Log Analysis: Splunk Digs Deep, Displays Shallow
Splunk, Inc. has received plenty accolades lately, mostly as a result of its effort in making Splunk, its flagship product, available with an open source API. Splunk seeks to parse every log file within your IT infrastructure, and then correlates the data in a meaningful way. After it consumes tons of data, Splunk's Web interface makes it very easy to grok the root cause of most issues without having to manually peruse tons of separate log files.
Splunk's main purpose is to figure out relationships between disparate and seemingly unrelated data. During the development of Splunk, they studied how expert systems administrators made correlations in their heads, and realized that this could all be done in software. For example, if an administrator notices a slow Web server, the first place she might begin investigating is the Web server logs. Many times, the reason for the slowness isn't simply because the server is handling too many requests. Sometimes there are underlying problems with some backend services, like a slow-to-respond SQL server, or a file server with a degraded RAID array. All of these things can be seen at a glance with Splunk's correlated display, and you won't have to think of all the possible causes before you start hunting.
It's not that Splunk will make the expert admins more useful than they already are, since they would be able to find the issue after grepping through a few log files anyway, but Splunk certainly makes the process faster. It also allows non-experts and people unfamiliar with a datacenter's infrastructure to extract some meaning out of log entries.
Most people would summarize this software in a relatively vague manner: "Splunk is a search engine that indexes your log files." Simply setting up a syslog server accomplishes nearly the same thing, so Splunk must be doing something more, and indeed, it is. CEO Michael Baum has been quoted numerous times asserting that people were using a "gross oversimplification," usually to debunk the media's tendency to describe Splunk as a Google-like search of your log file data. Splunk is completely different.
"... IT data changes every millisecond--its streaming, rapid-fire information that isn't hyperlinked to anything," Baum explains. Splunk is clearly in a new realm, and its special algorithms focus on correlating data into events, rather than simply indexing things.
To accomplish all this, Splunk takes log file data, SNMP traps, and even log data stored in a database and puts it all together. The underlying log format doesn't matter--Splunk doesn't depend on W3C standards or anything like that to parse data in a pre-determined format, it would be too limiting. Instead, Splunk makes heavy use of timestamps and keywords to correlate data into events that matter. Of course, all of this would suffer from the same pitfalls as "one huge log file" if Splunk didn't take great care in creating a usable interface.
Splunk's Web interface is truly innovative. Similar to Google's Gmail, Splunk uses AJAX to make everything clickable. If you see, for example, a message i.d. from the e-mail you're trying to trace in your sendmail logs, all you have to do is click on it and all the log entries associated with that message i.d. will be displayed. Yes, it's much like plain old grep in this example, only these entries have been indexed, and you don't have to wait for grep to parse your entire log file again. The Web interface will even plot histograms for you if you hover the mouse over an event i.d., showing you exactly how widespread an event is by comparing it to the complete index.

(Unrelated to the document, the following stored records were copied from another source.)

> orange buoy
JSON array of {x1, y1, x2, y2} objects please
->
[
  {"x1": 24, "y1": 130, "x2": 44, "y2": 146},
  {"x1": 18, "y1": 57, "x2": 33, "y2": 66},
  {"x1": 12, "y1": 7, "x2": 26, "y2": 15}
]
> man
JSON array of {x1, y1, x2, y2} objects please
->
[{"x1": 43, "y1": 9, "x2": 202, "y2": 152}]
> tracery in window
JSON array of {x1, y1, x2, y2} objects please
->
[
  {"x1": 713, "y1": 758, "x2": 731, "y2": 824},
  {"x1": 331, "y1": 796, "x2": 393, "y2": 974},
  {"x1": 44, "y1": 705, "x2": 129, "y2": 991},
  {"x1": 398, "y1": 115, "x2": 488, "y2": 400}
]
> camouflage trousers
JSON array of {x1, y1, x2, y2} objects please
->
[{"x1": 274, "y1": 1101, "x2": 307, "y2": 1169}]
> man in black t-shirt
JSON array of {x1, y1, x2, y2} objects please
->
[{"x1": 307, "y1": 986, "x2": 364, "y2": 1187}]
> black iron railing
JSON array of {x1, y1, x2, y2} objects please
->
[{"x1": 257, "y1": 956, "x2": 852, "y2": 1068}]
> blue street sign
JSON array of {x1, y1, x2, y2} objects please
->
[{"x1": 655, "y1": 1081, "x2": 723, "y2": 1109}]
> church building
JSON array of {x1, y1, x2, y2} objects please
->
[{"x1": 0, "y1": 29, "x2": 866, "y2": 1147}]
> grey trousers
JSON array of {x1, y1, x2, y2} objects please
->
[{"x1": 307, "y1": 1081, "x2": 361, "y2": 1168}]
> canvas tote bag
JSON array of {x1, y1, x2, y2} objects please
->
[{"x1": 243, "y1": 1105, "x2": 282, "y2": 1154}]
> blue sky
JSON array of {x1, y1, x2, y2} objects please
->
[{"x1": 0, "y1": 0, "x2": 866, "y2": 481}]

Splunk is available for free, or "trial" usage. The free version is limited to indexing 500MB per day, which is more than enough data to see that using Splunk is advantageous. The installation process is a snap, and its Website truthfully advertises "less than 15 minutes to download and install." Usage is a snap as well, you can configure Splunk many ways, but in it's simplest form you can simply select a log file to analyze from the Web interface. You can even drop a tar file into the special Splunk directory; it will be noticed and read in no time.
That's really all there is to Splunk installation. After you've loaded some data you can start searching through your logs. As soon as you begin typing, you notice a drop-down auto-completion box, and realize that Splunk has really thought of everything. Search for a hostname, search for an error message, search for anything that appears in your logs. If you get too many results, there's no need to modify your search results (unless it was truly a horrible search), you can simply hold ctrl-alt and click on a word to have similar entries removed.
Previously we referred to the open API that Splunk provides. There are a few (seven, to be exact) plugins available that have been created by Splunk users at splunkforge. The open source community website is only 9 months old, but the seven plugins listed are very promising. Most of them focus on "cleaning" of specific logs, like Oracle or MySQL to give Splunk an easier set of data to parse. Perhaps the lack of plugins indicates that Splunk already takes care of most people's needs, or that there simply isn't a large developer following for a mainly non-free product. It's likely the former.
All in all, Splunk is a very useful product. It's painless to test, so give the free download a try, it's available at splunk.com. Many smaller sites could even get by on 500MB per day, so it's actually a free product for some.